New book demonstrates how fitness advances competitive play


Champaign, IL—The beauty of soccer may begin with skill, but players who want to stay healthy and keep playing need to include strength training as part of their exercise regimen. The problem, according to Dr. Donald Kirkendall, a member of FIFA’s Medical Assessment and Research Centre, is that the soccer community has long viewed supplemental strength training with skepticism, evidenced by coaches’ denying players training benefits that are proven to improve physical performance and prevent injury.

Kirkendall, author of the forthcoming Soccer Anatomy (Human Kinetics, 2011), believes that most soccer players have a negative attitude toward strength training because it is done in a weight room and does not involve the ball. He addresses these issues in the book, offering exercises that can be done on the field during routine training, some even involving the ball. The benefits can prove immense. “When developed properly, increased strength will allow players to run faster, resist challenges, be stronger in the tackle, jump higher, resist fatigue, and prevent injury,” Kirkendall says.

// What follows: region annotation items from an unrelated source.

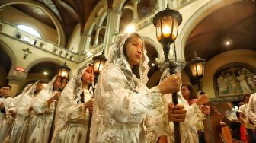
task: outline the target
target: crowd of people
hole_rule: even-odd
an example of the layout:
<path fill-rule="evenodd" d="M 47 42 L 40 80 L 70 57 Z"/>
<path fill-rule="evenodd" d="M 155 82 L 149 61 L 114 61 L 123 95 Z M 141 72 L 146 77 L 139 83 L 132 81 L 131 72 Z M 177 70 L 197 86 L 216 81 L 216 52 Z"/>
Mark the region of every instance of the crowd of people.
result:
<path fill-rule="evenodd" d="M 204 141 L 203 122 L 211 113 L 207 95 L 197 95 L 190 84 L 181 86 L 180 74 L 168 69 L 160 84 L 149 89 L 144 46 L 136 33 L 117 40 L 95 89 L 91 86 L 94 75 L 90 64 L 81 66 L 69 80 L 56 75 L 46 87 L 41 81 L 28 84 L 13 98 L 8 97 L 11 87 L 1 87 L 0 142 L 171 143 L 175 140 L 174 122 L 180 122 L 181 142 Z M 174 92 L 178 92 L 176 105 Z M 251 119 L 254 128 L 244 126 L 253 135 L 256 94 L 247 103 L 241 107 L 241 120 Z"/>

Resistance to strength training is especially prevalent in the United States because, Kirkendall argues, the never-ending exposure to soccer is not as evident in American culture as it is in other countries, where families, neighbors, and friends play the game whenever they can. “An American child does not possess the beginnings of a skill set obtained from free play with family and friends,” he says. “The coach may well be the only exposure to the game, requiring almost all coaching to be focused on the ball, which may neglect some basic motor skills and supplementary aspects of fitness.”

A regular program that uses systematic progression, such as a program developed with the exercises found in Soccer Anatomy, will help players improve aspects of fitness important for competitive play, the kind of aspects not addressed in traditional ball-oriented training. Kirkendall warns, “Players who neglect the strength element of training but want to move up to the next level will be in for a shock when they discover how far behind they are and realize just how much catching up is necessary.”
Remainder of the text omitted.